As a loyal Daughter, I have great pleasure in introducing to you Mrs. Matthew T. Scott, of Washington, D. C., President General of the Daughters of the American Revolution.
Address, Mrs. Matthew T. Scott
Mrs. Scott—Madam President, Members of the Fourth Conservation Congress: Among the many opportunities for service, which today are open to women in this country, there are three to which I wish to call attention for a few moments this evening. The first is that of the unrealized possibilities of the home life of the nation. If we only were endowed with a larger share of that priceless attribute—the constructive imagination—we should be able to see the untold resources which still lie latent, waiting only to be discovered, developed and enjoyed in the mysterious precincts of that laboratory of the soul—that forging-room of character, that fountain-head of those subtle forces which add temper and edge and distinction to our ordinary human attributes—that civic and social Holy of Holies—which we call Home.
And let us remember that the sources of our country’s permanent prosperity and glory lie not in the form of our government, in the wisdom of its administration, nor even in its written laws and constitution, but deep in the intellectual and moral life of society, and potentially in those nameless influences, radiating from the women who give its halcyon charm to hearthstone and library and to all the intimacies and inspirations of the home.

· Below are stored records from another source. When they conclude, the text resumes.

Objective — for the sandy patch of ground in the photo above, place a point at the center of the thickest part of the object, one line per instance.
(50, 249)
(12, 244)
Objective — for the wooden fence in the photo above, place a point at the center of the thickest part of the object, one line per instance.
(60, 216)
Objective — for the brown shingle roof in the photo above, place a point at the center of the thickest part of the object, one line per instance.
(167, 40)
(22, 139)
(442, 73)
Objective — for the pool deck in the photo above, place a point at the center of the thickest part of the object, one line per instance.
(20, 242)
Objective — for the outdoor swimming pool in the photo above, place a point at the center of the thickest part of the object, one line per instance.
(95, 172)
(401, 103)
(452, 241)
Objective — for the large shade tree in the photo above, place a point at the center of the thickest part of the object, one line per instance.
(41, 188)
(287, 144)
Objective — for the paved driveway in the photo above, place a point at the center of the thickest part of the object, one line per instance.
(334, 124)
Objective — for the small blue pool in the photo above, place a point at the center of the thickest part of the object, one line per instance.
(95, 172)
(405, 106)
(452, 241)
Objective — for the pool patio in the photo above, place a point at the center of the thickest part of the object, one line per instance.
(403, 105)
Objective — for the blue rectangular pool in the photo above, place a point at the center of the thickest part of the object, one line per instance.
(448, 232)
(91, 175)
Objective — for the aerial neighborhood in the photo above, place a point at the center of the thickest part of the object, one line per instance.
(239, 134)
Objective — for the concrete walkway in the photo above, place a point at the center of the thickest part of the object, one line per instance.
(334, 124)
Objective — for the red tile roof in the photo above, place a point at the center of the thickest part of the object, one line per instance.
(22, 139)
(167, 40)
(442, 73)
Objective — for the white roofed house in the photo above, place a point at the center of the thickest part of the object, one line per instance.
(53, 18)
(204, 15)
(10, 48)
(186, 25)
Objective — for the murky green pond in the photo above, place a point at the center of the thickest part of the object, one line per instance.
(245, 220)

For, after all, it is the home—the sanctuary to which we women must hark back—the home, with its sanctity, which is the palladium, the corner-stone, the key to the arch, of all that is most precious in the life and destiny of America.
Again, let us never forget, that to us women—the home-makers of our land—as never before in the world’s history, is entrusted the healthy development of the social and moral fabric of society in our country, in the innumerable and intricate complications of this Twentieth Century civilization. A distinguished educator has recently said:
“At the present time the world is awakening to the teachings of the old prophets. Now, as then, the morals and ethics of a nation are just what the wives and mothers, the home-makers of the land, make them.”
Again, the home is also the place where the future citizens of this nation are to be trained. The place that fosters patriotism, obedience and love, reverence for authority, the finest elements of character. Some day the present generation will have to hand this country over to the sons and daughters who are being trained by fathers and mothers of today to administer the affairs of the home, in preparation for the larger field and wider duties of government. It is well for youth to learn that honest toil is never hopeless or degrading. It is well for youth to be at one with Nature and to learn of her; to know and feel the joy there is in bountiful, glorious Nature; to be familiar with her song—the ripple of the river on its stones, the murmur of trees, the rhythm of the sap that rises in them, the thunder in the hills, the stars shining in perennial beauty, the song of the thrush, and the carol of the lark; to watch the sun in its course and learn the dim paths of the forest.
“It is the song of infinite harmonies.”